Torogoz, guardabarranco, pájaro reloj, momoto cejiceleste, far-less flattering pájaro bobo
The Turquoise-browed motmot is a colorful, medium-sized bird of the motmot family. It has a mostly grey-blue body with a rufous back and belly. There is a bright blue strip above the eye and a blue-bordered black patch on the throat. The flight feathers and upper side of the tail are blue. The tips of the tail feathers are shaped like rackets and the bare feather shafts are longer than in other motmots. Although it is often said that motmots pluck the barbs off their tail to create the racketed shape, this is not true; the barbs are weakly attached and fall off due to abrasion with substrates and with routine preening.
Turquoise-browed motmots are found in Central America from south-east Mexico (mostly the Yucatán Peninsula), to Costa Rica. These birds live in fairly open habitats such as forest edge, gallery forest and scrubland.
Turquoise-browed motmots are non-migratory birds that are active during the day. They are more conspicuous than other motmots, often perching in the open on wires and fences. From these perches, they scan for prey, such as insects and small reptiles. Turquoise-browed motmots are social birds; they live in pairs or in small groups but nest in big colonies. They are generally quiet but during the breeding season, these birds become very vocal. Their common call is nasal, croaking, and far-carrying.
Turquoise-browed motmots are monogamous and form pair bonds that may last for several years. Their mating season usually begins in March. These birds nest in burrows which they excavate in an earth bank or sometimes in a quarry or fresh-water well. Breeding pairs nest close together and both the male and female take part in excavating their burrow. The burrow itself is a long tunnel that widens into a chamber with the nest. The female lays 3 to 6 white eggs and can produce two broods per season. The incubation period is around 3 weeks shared by both parents. The chicks are altricial; they are born blind with pink skin and completely helpless. The chicks remain in the burrow until they fledge and learn how to fly which usually occurs at the age of 1 month.
Turquoise-browed motmots are common and not considered threatened. However, declines in their populations are possible due to ongoing habitat destruction and fragmentation.

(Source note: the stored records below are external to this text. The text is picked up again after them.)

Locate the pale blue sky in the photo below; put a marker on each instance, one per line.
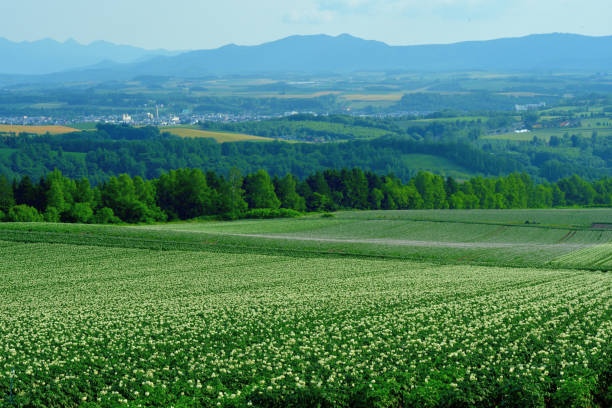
(197, 24)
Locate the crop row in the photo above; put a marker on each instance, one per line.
(112, 326)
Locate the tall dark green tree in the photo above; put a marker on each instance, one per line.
(259, 191)
(286, 192)
(7, 199)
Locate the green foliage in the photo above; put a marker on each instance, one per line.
(272, 213)
(184, 194)
(23, 213)
(259, 191)
(105, 215)
(188, 193)
(308, 327)
(7, 199)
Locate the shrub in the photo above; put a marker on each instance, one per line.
(24, 213)
(272, 213)
(52, 215)
(105, 216)
(80, 212)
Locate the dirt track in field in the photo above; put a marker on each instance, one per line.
(417, 243)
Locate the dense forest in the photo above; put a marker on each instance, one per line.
(111, 150)
(190, 193)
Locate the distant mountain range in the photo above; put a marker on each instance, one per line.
(48, 56)
(314, 54)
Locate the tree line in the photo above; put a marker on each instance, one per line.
(190, 193)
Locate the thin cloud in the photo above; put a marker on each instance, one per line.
(308, 16)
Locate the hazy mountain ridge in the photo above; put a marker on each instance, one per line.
(317, 54)
(344, 54)
(49, 56)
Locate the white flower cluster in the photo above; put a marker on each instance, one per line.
(126, 326)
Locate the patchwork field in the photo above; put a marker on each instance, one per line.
(386, 308)
(39, 130)
(220, 137)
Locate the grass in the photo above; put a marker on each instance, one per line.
(221, 137)
(378, 308)
(478, 237)
(545, 134)
(425, 162)
(5, 152)
(39, 130)
(373, 97)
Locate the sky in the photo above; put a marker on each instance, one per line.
(204, 24)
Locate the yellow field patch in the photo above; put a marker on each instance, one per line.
(220, 137)
(39, 130)
(373, 97)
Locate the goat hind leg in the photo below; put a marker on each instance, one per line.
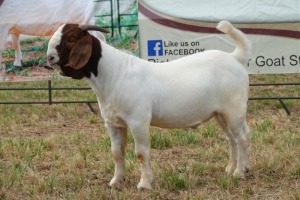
(17, 47)
(232, 145)
(118, 137)
(243, 143)
(141, 137)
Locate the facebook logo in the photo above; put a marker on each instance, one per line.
(155, 48)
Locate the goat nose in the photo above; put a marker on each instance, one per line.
(50, 58)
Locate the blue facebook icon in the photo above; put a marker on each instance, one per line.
(155, 48)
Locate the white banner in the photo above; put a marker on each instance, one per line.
(172, 29)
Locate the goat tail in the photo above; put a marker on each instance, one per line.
(242, 51)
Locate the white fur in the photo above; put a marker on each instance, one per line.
(133, 93)
(40, 18)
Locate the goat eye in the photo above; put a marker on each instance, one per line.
(72, 40)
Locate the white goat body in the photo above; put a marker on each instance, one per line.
(133, 93)
(40, 18)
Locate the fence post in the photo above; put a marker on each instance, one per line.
(49, 92)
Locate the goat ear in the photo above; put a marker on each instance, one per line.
(80, 53)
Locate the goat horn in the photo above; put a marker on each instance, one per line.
(86, 27)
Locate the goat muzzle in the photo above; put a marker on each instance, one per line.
(86, 27)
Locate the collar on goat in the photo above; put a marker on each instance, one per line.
(79, 52)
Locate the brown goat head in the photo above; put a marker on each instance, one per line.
(77, 51)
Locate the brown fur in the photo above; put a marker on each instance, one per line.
(79, 53)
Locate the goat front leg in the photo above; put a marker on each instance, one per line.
(118, 137)
(141, 137)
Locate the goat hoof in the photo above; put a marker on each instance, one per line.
(142, 187)
(230, 169)
(115, 183)
(238, 174)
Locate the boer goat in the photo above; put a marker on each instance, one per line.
(136, 94)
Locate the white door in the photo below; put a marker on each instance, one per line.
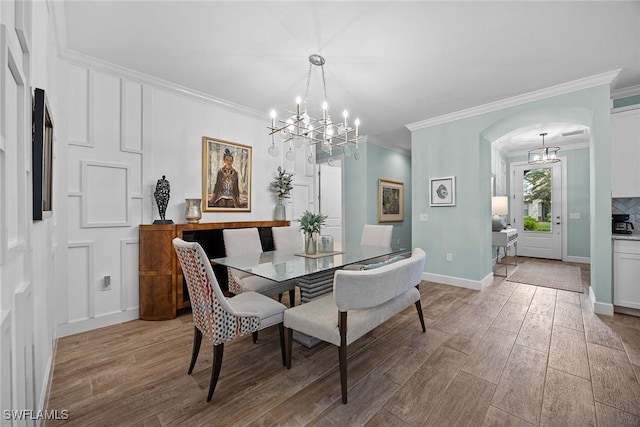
(330, 198)
(536, 211)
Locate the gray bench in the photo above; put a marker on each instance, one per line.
(367, 298)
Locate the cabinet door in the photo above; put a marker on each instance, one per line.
(626, 280)
(625, 154)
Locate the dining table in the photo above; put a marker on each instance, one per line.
(312, 273)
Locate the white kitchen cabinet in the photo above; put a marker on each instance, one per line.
(625, 153)
(626, 273)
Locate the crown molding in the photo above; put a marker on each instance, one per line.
(561, 89)
(625, 92)
(81, 59)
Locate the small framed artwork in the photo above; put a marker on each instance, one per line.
(226, 176)
(390, 201)
(442, 191)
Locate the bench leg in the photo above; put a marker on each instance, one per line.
(419, 308)
(282, 349)
(288, 333)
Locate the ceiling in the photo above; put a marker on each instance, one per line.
(388, 63)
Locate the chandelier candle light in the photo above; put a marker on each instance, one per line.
(300, 129)
(543, 155)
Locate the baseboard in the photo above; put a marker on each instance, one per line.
(85, 325)
(459, 281)
(578, 259)
(600, 307)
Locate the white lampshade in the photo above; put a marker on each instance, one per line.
(500, 205)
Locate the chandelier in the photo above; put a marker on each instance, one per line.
(543, 155)
(301, 130)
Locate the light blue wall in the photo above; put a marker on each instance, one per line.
(577, 171)
(361, 191)
(462, 148)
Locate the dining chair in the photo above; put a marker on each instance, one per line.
(287, 238)
(218, 318)
(246, 241)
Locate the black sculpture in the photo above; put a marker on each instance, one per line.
(162, 199)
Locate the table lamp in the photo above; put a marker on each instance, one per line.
(499, 207)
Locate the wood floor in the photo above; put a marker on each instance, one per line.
(511, 355)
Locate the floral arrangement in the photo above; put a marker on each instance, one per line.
(282, 185)
(311, 223)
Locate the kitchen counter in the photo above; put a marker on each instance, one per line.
(634, 236)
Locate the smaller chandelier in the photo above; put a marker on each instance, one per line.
(300, 129)
(543, 155)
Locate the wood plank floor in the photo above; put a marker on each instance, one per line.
(512, 354)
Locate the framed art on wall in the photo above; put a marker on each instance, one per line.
(442, 191)
(226, 176)
(390, 201)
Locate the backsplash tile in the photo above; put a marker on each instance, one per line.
(629, 206)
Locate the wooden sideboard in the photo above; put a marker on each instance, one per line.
(162, 288)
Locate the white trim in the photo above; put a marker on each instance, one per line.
(458, 281)
(85, 164)
(80, 59)
(561, 89)
(625, 92)
(578, 259)
(90, 275)
(600, 307)
(84, 325)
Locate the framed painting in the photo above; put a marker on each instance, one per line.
(390, 201)
(442, 191)
(226, 176)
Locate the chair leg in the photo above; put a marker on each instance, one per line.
(197, 340)
(282, 346)
(292, 298)
(419, 308)
(288, 344)
(342, 354)
(218, 351)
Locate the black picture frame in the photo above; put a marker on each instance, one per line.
(42, 155)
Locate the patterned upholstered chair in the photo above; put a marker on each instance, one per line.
(246, 241)
(217, 318)
(287, 238)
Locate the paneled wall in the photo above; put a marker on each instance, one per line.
(27, 251)
(123, 133)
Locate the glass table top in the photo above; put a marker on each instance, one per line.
(289, 264)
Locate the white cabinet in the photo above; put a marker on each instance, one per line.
(626, 273)
(625, 153)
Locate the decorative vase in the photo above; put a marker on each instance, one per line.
(279, 213)
(310, 243)
(193, 212)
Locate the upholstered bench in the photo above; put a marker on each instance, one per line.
(367, 298)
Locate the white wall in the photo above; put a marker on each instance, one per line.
(27, 249)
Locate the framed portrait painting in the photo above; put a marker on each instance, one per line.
(390, 201)
(442, 191)
(226, 176)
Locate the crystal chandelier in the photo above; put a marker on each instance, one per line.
(300, 129)
(543, 155)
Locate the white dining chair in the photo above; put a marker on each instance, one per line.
(246, 241)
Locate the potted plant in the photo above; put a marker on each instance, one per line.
(310, 224)
(281, 187)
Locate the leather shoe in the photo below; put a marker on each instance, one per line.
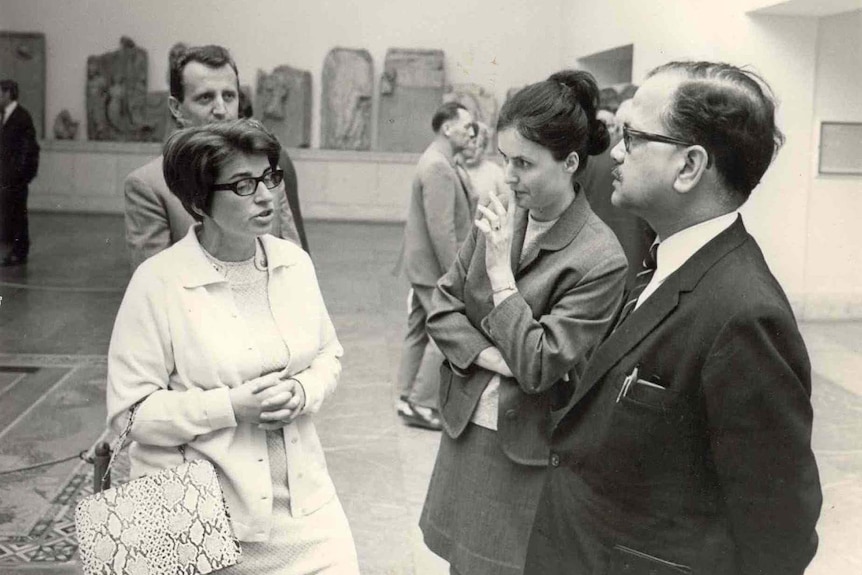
(13, 260)
(418, 416)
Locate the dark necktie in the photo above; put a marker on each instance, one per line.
(642, 280)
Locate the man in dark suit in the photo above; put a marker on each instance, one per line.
(19, 161)
(204, 88)
(686, 448)
(439, 219)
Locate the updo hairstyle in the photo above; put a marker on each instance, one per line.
(559, 114)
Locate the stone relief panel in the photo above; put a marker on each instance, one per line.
(283, 104)
(117, 95)
(482, 105)
(348, 88)
(411, 90)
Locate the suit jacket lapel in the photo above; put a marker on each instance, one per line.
(560, 235)
(659, 305)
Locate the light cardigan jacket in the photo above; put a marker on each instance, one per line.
(180, 342)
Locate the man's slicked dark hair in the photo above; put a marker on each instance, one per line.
(730, 111)
(211, 56)
(446, 112)
(194, 157)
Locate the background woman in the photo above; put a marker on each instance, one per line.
(532, 291)
(226, 345)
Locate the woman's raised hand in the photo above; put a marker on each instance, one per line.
(495, 224)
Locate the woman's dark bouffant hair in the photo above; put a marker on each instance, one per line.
(194, 157)
(559, 114)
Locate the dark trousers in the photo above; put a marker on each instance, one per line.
(15, 225)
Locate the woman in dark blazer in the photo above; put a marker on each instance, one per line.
(531, 293)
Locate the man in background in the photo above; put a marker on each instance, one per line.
(633, 232)
(438, 221)
(204, 86)
(19, 162)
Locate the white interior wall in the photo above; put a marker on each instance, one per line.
(782, 49)
(833, 268)
(496, 47)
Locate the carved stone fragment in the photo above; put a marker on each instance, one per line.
(117, 94)
(65, 128)
(348, 87)
(283, 104)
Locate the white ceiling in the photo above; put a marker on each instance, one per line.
(809, 7)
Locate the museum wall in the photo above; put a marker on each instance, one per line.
(783, 49)
(485, 43)
(834, 257)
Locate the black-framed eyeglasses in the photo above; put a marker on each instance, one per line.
(630, 134)
(247, 186)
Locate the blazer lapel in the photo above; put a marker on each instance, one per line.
(519, 229)
(650, 314)
(560, 235)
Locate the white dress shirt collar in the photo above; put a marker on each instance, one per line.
(681, 246)
(7, 111)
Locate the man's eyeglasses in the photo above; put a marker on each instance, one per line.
(630, 134)
(247, 186)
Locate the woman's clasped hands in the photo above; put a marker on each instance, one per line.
(271, 401)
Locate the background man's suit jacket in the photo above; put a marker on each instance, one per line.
(19, 151)
(438, 221)
(156, 219)
(715, 473)
(569, 287)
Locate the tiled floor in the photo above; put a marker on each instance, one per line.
(55, 321)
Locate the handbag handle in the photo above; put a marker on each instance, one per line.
(121, 443)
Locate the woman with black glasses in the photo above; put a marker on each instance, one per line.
(533, 289)
(224, 348)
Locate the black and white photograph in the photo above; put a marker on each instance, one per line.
(447, 287)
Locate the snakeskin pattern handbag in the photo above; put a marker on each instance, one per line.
(171, 522)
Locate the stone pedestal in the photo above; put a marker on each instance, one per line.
(348, 86)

According to the IUCN Red List, the total Turquoise-browed motmot population size is approximately 50,000-499,999 individuals. Currently, this species is classified as Least Concern (LC) on the IUCN Red List and its numbers today are stable.
Turquoise-browed motmots play an important role in their ecosystem. These birds control populations of insects and also help to disperse seeds of fruits. They also provide nesting sites for some burrow-living bird species such rough-winged swallows which often use motmots' tunnels for laying eggs.